If Lady Reay was anxious, John was equally so—his eyes seemed to follow every glance of hers, like an attached hound seeking to anticipate the owner’s wish.
Looking round to John, who followed a few steps behind, while she seemed to hesitate in her progress, she said, as if half communing with herself, ‘I will go, and God be with me.’ ‘Surely, my lady, but where to?’ ‘I will see Cromwell—will entreat him, he may listen to me.’ ‘Surely, my lady, and what for no?’
And away went Lady Reay to endeavour to obtain an interview with Oliver Cromwell, then in Edinburgh at the head of the Parliamentary troops.

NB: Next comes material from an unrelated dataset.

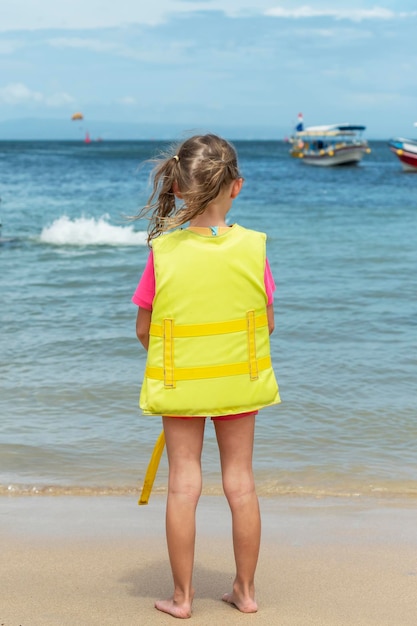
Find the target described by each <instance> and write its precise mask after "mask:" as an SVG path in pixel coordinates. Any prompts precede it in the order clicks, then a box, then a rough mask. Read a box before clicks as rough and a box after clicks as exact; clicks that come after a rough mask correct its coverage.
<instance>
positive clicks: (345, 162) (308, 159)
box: [300, 147, 366, 167]
mask: <svg viewBox="0 0 417 626" xmlns="http://www.w3.org/2000/svg"><path fill="white" fill-rule="evenodd" d="M332 152H333V154H332V153H331V152H324V153H323V154H320V153H311V154H310V153H308V152H305V153H304V154H303V156H302V157H301V155H300V158H301V159H302V161H303V162H304V163H306V164H307V165H317V166H319V167H331V166H334V165H355V164H356V163H359V162H360V161H361V159H362V158H363V157H364V155H365V153H366V150H365V149H364V148H362V147H349V148H341V149H340V150H334V151H332Z"/></svg>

Access to Cromwell was a difficult matter, but Lady Reay was fortunate in obtaining an introduction through an intimate friend. As she was presented, Cromwell, in his usual abrupt manner, was in the act of turning away, when her ladyship fell on her knees at his feet, and, catching the skirts of his coat, poured forth in heart-breaking, agonised supplications her entreaties for her husband’s release. Struck by her deportment, her beauty, and her language, he listened, and finally, overcome by her supplication, said he would willingly do all in his power to serve her, and restore her husband to her; but as Lord Reay was a State prisoner, the Committee of Estates could alone discharge him from custody.
On hearing his decision, she became so affected that Cromwell at last declared to her that if she could by any means get her husband out of ward, he would grant him a protection to prevent his further molestation. This protection he wrote and handed to her ladyship, who retired with heightened hopes, springing she knew not what from.